Manchmal muss es eben Mord sein

Von: Isabella Seemann

26. Februar 2013

Beruflich blickt Michael Herzig in Abgründe, in der Freizeit lässt er töten. Letzteres hat ihm eine Nomination für den Zürcher Krimipreis eingebracht.

An der Langstrasse, einen Katzensprung von seiner Wohnung entfernt, befindet sich seine bevorzugte Bar, das Mata Hari. Dort gibt es gute Rockmusik, dort kann sich Michael Herzig beim Biertrinken der Beobachtung seiner Mitmenschen widmen, und dort können sich langsam die Fragen ins Bewusstsein setzen, inwiefern die Dramen im Quartier zu einem Fall für Johanna di Napoli werden könnten.

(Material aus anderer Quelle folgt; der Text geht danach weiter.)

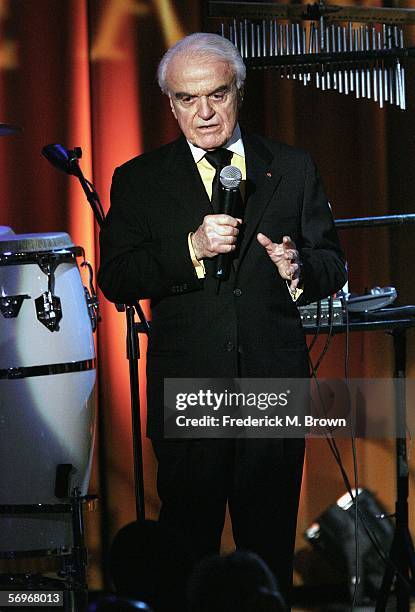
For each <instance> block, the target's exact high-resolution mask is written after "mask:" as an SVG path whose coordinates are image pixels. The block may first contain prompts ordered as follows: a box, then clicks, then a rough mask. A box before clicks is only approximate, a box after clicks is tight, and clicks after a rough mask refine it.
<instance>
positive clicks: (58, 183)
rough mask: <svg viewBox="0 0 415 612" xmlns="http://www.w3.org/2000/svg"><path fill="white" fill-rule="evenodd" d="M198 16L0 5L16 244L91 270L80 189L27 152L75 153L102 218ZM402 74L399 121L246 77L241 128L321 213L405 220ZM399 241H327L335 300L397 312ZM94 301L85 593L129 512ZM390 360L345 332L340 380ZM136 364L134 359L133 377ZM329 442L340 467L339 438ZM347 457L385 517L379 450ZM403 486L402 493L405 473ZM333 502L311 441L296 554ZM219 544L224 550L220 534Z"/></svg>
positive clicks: (285, 85) (410, 335) (74, 182)
mask: <svg viewBox="0 0 415 612" xmlns="http://www.w3.org/2000/svg"><path fill="white" fill-rule="evenodd" d="M356 4H362V3H360V2H358V3H356ZM368 4H371V5H373V6H375V5H376V6H378V5H380V3H376V2H369V3H368ZM405 6H414V3H412V5H411V4H409V3H408V4H406V5H405ZM201 12H202V11H201V6H200V5H199V2H196V1H194V0H181V1H179V0H177V1H174V0H38V1H37V2H27V1H26V0H0V34H1V35H0V121H2V122H8V123H13V124H17V125H20V126H21V127H22V128H23V133H22V134H21V135H17V136H7V137H3V138H1V140H0V181H1V182H0V185H1V215H0V224H1V225H9V226H11V227H12V228H13V229H14V231H15V232H21V233H28V232H48V231H67V232H69V233H70V235H71V236H72V239H73V240H74V242H75V243H76V244H80V245H82V246H83V247H84V248H85V250H86V254H87V257H88V259H89V260H90V261H91V262H92V263H93V264H94V265H95V266H96V265H97V263H98V260H99V250H98V231H97V227H96V225H94V222H93V218H92V213H91V212H90V210H89V206H88V205H87V203H86V202H85V201H84V196H83V192H82V191H81V188H80V186H79V185H78V183H77V181H76V180H75V179H74V178H71V177H69V176H67V175H64V174H63V173H60V172H58V171H57V170H55V169H53V168H52V167H51V166H50V165H49V164H48V162H47V161H46V160H45V159H44V158H43V157H42V156H41V154H40V150H41V148H42V147H43V146H44V145H45V144H49V143H53V142H59V143H62V144H64V145H66V146H68V147H73V146H81V147H82V149H83V152H84V155H83V158H82V168H83V170H84V173H85V175H86V176H87V177H88V178H90V179H91V180H93V182H94V184H95V186H96V187H97V189H98V192H99V193H100V195H101V198H102V201H103V204H104V208H105V210H107V208H108V205H109V188H110V182H111V176H112V172H113V169H114V167H115V166H117V165H119V164H120V163H122V162H123V161H125V160H126V159H128V158H130V157H133V156H134V155H136V154H138V153H141V152H143V151H146V150H149V149H151V148H154V147H156V146H158V145H161V144H163V143H166V142H168V141H169V140H171V139H173V138H174V137H175V136H176V134H177V128H176V125H175V121H174V119H173V117H172V115H171V113H170V110H169V108H168V103H167V99H166V98H163V97H162V95H161V94H160V92H159V91H158V87H157V85H156V82H155V76H154V75H155V71H156V66H157V63H158V60H159V59H160V57H161V55H162V54H163V52H164V51H165V50H166V48H167V47H168V46H169V45H171V44H172V43H174V42H175V41H176V40H177V39H179V38H180V37H182V36H183V35H185V34H188V33H190V32H193V31H197V30H198V29H200V27H201ZM414 31H415V30H414V29H412V31H411V30H410V29H408V33H407V40H406V42H407V44H413V40H414V33H413V32H414ZM414 75H415V64H413V63H412V64H411V63H408V65H407V77H408V78H407V100H408V110H407V111H406V112H403V111H400V110H398V109H396V108H395V107H391V108H385V109H383V110H381V109H379V108H378V106H377V105H376V104H375V103H373V102H371V101H368V100H356V99H355V98H354V97H352V96H350V95H349V96H345V95H339V94H337V93H336V92H333V91H332V92H321V91H318V90H316V89H315V88H313V86H310V87H307V88H304V87H303V86H302V85H301V84H300V83H295V82H292V81H287V80H283V79H279V78H278V77H277V76H276V75H275V74H264V73H260V72H255V73H252V74H249V76H248V81H247V87H246V97H245V102H244V108H243V111H242V122H243V124H244V125H245V127H246V128H248V129H252V130H258V131H261V132H264V133H266V134H267V135H268V136H271V137H274V138H275V139H279V140H283V141H285V142H288V143H290V144H293V145H297V146H300V147H303V148H305V149H308V150H309V151H310V152H311V153H312V155H313V156H314V158H315V160H316V161H317V164H318V166H319V168H320V171H321V173H322V175H323V178H324V182H325V185H326V190H327V193H328V196H329V198H330V201H331V203H332V206H333V211H334V214H335V216H336V217H337V218H345V217H352V216H364V215H380V214H387V213H392V212H400V213H404V212H415V206H414V198H413V191H414V186H415V172H414V170H413V166H414V159H415V139H414V109H415V91H414V89H415V87H414ZM414 233H415V227H414V226H406V227H401V228H398V229H385V228H383V229H365V230H346V231H343V232H342V233H341V240H342V243H343V246H344V249H345V251H346V254H347V259H348V262H349V269H350V288H351V290H353V291H356V292H358V293H361V292H363V291H364V289H365V288H366V287H372V286H375V285H380V286H385V285H390V284H391V285H395V286H396V287H397V289H398V292H399V301H400V303H402V304H409V303H414V302H415V289H414V284H413V258H414V249H413V244H414ZM101 298H102V299H101V311H102V318H103V320H102V323H101V324H100V326H99V331H98V334H97V354H98V363H99V381H98V391H99V392H98V410H99V415H100V422H101V424H102V428H101V436H102V437H101V440H100V443H101V444H100V445H101V447H102V448H103V449H105V457H104V462H105V465H104V470H103V472H102V473H101V483H100V482H99V470H98V456H96V460H95V463H94V474H93V480H92V483H91V491H92V492H98V493H101V500H102V502H101V506H100V510H99V511H98V513H95V514H94V515H93V516H92V515H90V516H88V517H87V525H88V542H89V549H90V552H91V554H92V561H91V568H90V587H91V588H99V587H100V586H102V580H103V578H102V576H103V574H102V566H101V552H102V550H103V551H104V552H105V550H106V547H107V545H108V542H109V540H110V539H111V538H112V537H113V535H114V534H115V532H116V531H117V530H118V529H119V528H120V527H121V526H122V525H124V524H125V523H127V522H129V521H131V520H133V519H134V513H135V510H134V487H133V473H132V443H131V415H130V405H129V387H128V366H127V361H126V359H125V321H124V317H123V315H122V314H119V313H117V312H116V310H115V309H114V307H113V306H112V305H111V304H109V303H108V302H106V301H105V299H104V298H103V297H102V296H101ZM409 336H410V342H409V347H408V376H414V374H415V371H414V366H415V364H414V352H413V347H414V336H413V333H412V332H410V334H409ZM319 347H320V348H321V344H320V345H319V346H318V347H317V349H316V352H317V353H318V348H319ZM142 352H143V354H145V341H142ZM343 354H344V338H342V337H337V338H335V339H334V340H333V343H332V346H331V348H330V351H329V353H328V355H327V356H326V358H325V361H324V363H323V366H322V369H321V372H322V374H324V375H330V376H340V375H341V374H342V371H343ZM392 359H393V355H392V340H391V339H390V337H388V336H386V335H385V334H382V333H372V334H366V335H363V334H353V335H352V338H351V351H350V375H351V376H355V377H364V376H374V377H387V376H390V375H392V371H393V369H392ZM144 361H145V357H144V356H143V359H142V363H141V365H140V370H141V373H143V371H144ZM142 378H143V377H142ZM144 383H145V381H144V380H142V384H141V394H142V410H143V420H144V419H145V399H144V391H145V384H144ZM28 427H30V423H28ZM340 446H341V448H342V452H343V457H344V461H345V464H346V466H348V468H349V470H350V467H351V447H350V443H349V442H347V441H344V442H343V443H341V444H340ZM358 455H359V465H360V481H361V484H362V485H364V486H367V487H369V488H370V489H372V490H373V491H375V492H376V493H377V494H378V497H379V498H380V499H381V501H382V502H383V503H384V504H385V505H386V507H387V508H388V509H389V510H392V508H393V500H394V446H393V444H392V442H391V441H388V440H385V441H363V442H362V441H360V442H359V443H358ZM101 459H102V457H101ZM144 464H145V487H146V505H147V516H148V518H155V517H156V516H157V512H158V499H157V495H156V492H155V464H154V459H153V455H152V452H151V448H150V445H149V443H148V441H147V440H146V439H144ZM410 480H411V495H412V496H413V493H414V492H413V467H412V469H411V478H410ZM343 492H344V487H343V484H342V482H341V476H340V474H339V471H338V469H337V467H336V464H335V462H334V460H333V459H332V458H331V456H330V454H329V451H328V448H327V446H326V444H325V442H324V441H320V440H313V441H311V442H310V444H309V450H308V456H307V463H306V473H305V478H304V487H303V494H302V503H301V512H300V518H299V530H298V533H299V537H298V547H299V548H301V547H303V546H305V545H304V544H303V542H302V539H301V532H302V531H303V530H304V529H305V528H306V527H307V526H308V525H309V524H310V522H311V521H312V519H313V518H314V517H315V516H316V515H317V514H318V513H319V512H321V511H323V510H324V509H325V508H326V506H327V505H328V504H329V503H332V502H333V501H334V500H335V499H336V498H337V497H338V496H339V495H340V494H342V493H343ZM276 494H278V493H276ZM411 499H412V497H411ZM223 546H224V549H225V550H229V549H230V548H231V547H232V540H231V535H230V531H229V527H228V528H227V530H226V533H225V535H224V539H223Z"/></svg>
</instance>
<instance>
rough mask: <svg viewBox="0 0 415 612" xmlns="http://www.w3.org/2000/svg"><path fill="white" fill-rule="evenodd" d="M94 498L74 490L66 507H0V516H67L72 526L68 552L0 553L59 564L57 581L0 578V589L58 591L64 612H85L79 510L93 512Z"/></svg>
mask: <svg viewBox="0 0 415 612" xmlns="http://www.w3.org/2000/svg"><path fill="white" fill-rule="evenodd" d="M96 500H97V497H96V496H94V495H85V496H82V495H81V494H80V490H79V488H78V487H75V488H74V490H73V491H72V496H71V497H70V498H69V502H68V503H62V504H8V505H1V506H0V515H5V516H6V515H7V516H16V515H19V514H33V515H35V514H55V515H56V514H70V515H71V523H72V548H71V549H70V550H69V551H68V552H66V551H56V552H51V553H49V551H28V552H24V551H22V552H16V551H13V552H10V553H7V552H6V553H1V554H0V557H1V558H2V559H17V558H20V557H21V558H28V557H29V556H31V557H34V558H36V557H40V556H41V555H42V554H44V555H48V556H49V557H56V558H58V559H60V560H61V561H62V566H61V569H60V570H59V572H58V574H57V575H58V576H59V578H47V577H45V576H42V575H39V574H30V573H24V574H10V573H7V574H0V589H1V590H10V591H14V590H15V591H22V590H24V591H39V590H41V591H52V592H56V591H62V592H63V608H62V609H63V610H64V612H86V609H87V606H88V585H87V577H86V568H87V549H86V547H85V530H84V518H83V506H84V505H87V507H88V509H94V507H95V504H96Z"/></svg>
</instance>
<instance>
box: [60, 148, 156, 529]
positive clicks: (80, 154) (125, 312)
mask: <svg viewBox="0 0 415 612" xmlns="http://www.w3.org/2000/svg"><path fill="white" fill-rule="evenodd" d="M69 153H70V155H71V158H70V160H69V164H70V166H71V169H72V173H73V175H74V176H76V177H77V178H78V180H79V182H80V183H81V186H82V189H83V190H84V193H85V195H86V198H87V200H88V202H89V204H90V205H91V208H92V211H93V213H94V216H95V219H96V221H97V223H98V225H99V227H100V228H101V227H102V225H103V223H104V219H105V214H104V211H103V208H102V205H101V202H100V199H99V196H98V193H97V191H96V190H95V188H94V186H93V185H92V183H90V182H89V181H88V180H87V179H86V178H85V177H84V175H83V173H82V170H81V168H80V166H79V163H78V160H79V159H80V158H81V156H82V150H81V148H80V147H76V148H75V149H73V151H70V152H69ZM115 306H116V308H117V310H118V312H125V314H126V321H127V337H126V342H127V359H128V361H129V375H130V398H131V422H132V433H133V457H134V485H135V486H134V488H135V507H136V516H137V520H140V521H144V520H145V506H144V476H143V449H142V442H141V412H140V387H139V384H140V381H139V374H138V361H139V359H140V343H139V340H138V334H139V333H145V334H148V332H149V330H150V324H149V322H148V321H147V319H146V316H145V314H144V312H143V310H142V308H141V306H140V303H139V301H138V300H136V301H135V302H134V303H133V304H116V305H115ZM136 314H137V316H138V319H139V322H138V323H137V322H136V321H135V315H136Z"/></svg>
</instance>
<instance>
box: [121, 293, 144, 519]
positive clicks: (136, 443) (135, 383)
mask: <svg viewBox="0 0 415 612" xmlns="http://www.w3.org/2000/svg"><path fill="white" fill-rule="evenodd" d="M116 308H117V310H118V311H119V312H122V311H124V310H125V315H126V320H127V359H128V362H129V369H130V398H131V420H132V430H133V453H134V484H135V509H136V516H137V520H139V521H144V520H145V506H144V477H143V450H142V443H141V414H140V386H139V385H140V381H139V374H138V361H139V359H140V342H139V340H138V334H139V333H146V334H148V332H149V329H150V324H149V322H148V321H147V319H146V317H145V315H144V312H143V310H142V308H141V306H140V304H139V302H138V301H137V302H135V304H134V305H131V304H125V305H124V304H116ZM136 313H137V316H138V318H139V323H136V321H135V314H136Z"/></svg>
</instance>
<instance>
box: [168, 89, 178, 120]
mask: <svg viewBox="0 0 415 612" xmlns="http://www.w3.org/2000/svg"><path fill="white" fill-rule="evenodd" d="M169 102H170V108H171V112H172V113H173V116H174V118H175V119H176V120H177V115H176V109H175V108H174V104H173V100H172V99H171V96H170V95H169Z"/></svg>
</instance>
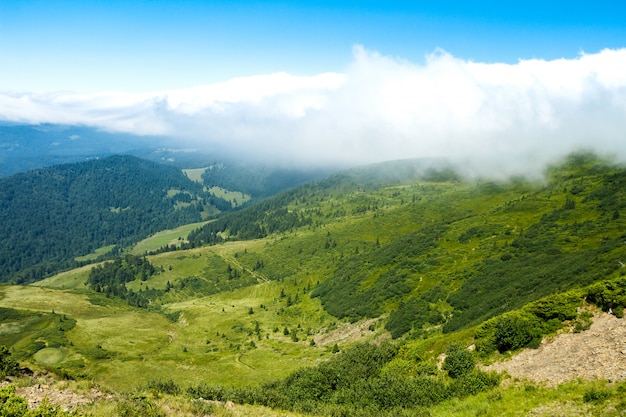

Johanna di Napoli ist Kriminalbeamtin bei der Stadtpolizei, eben löst sie ihren vierten Fall, dessen Auflösung allerdings ins Stocken geraten ist. Berlin als Rückzugsort zu wählen, um den neuen Krimi fertig zu schreiben, erwies sich als unschlau. «Die Ablenkungen waren noch zahlreicher als zu Hause», sagt Michael Herzig. Statt Schreibisolation lockten Bars, Clubs und Krimikollegen. «Richtige Schriftsteller rümpfen die Nase über uns. Wir Krimiautoren sind die Schmuddelkinder des Literaturbetriebs, das schweisst uns zusammen.» Klar ist also schon zu Beginn des Gesprächs, dass der Autor seiner Heldin Johanna di Napoli seinen Sarkasmus und den Hang zu Unmässigkeiten vererbt hat.

Benommen vom Alkohol
Am Anfang ihres letzten Falls, «Töte deinen Nächsten», der für den Zürcher Krimipreis nominiert ist, erwacht die coolste Polizistin der Stadt noch benommen vom Alkohol in einem fremden Bett, ohne zu wissen, wie sie da reingekommen ist, noch wer der schnarchende Typ neben ihr ist. Wegen eines Disziplinarverfahrens und übermässigen Alkoholkonsums steht sie auf dem beruflichen Abstellgleis. Die Kollegen lassen sie spüren, dass sie eh nur «die Quotenfrau» ist, zumal sie sich für die von oben verordnete Bevorzugung aufgrund ihres Geschlechts wenig dankbar zeigt. Sie ist aufmüpfig und widerspenstig, denkt eigenständig, und keiner kann ihr was vormachen, am wenigsten sie sich selber. Das macht sie zu einer schwierig zu führenden Beamtin – und sympathisch für die Leser.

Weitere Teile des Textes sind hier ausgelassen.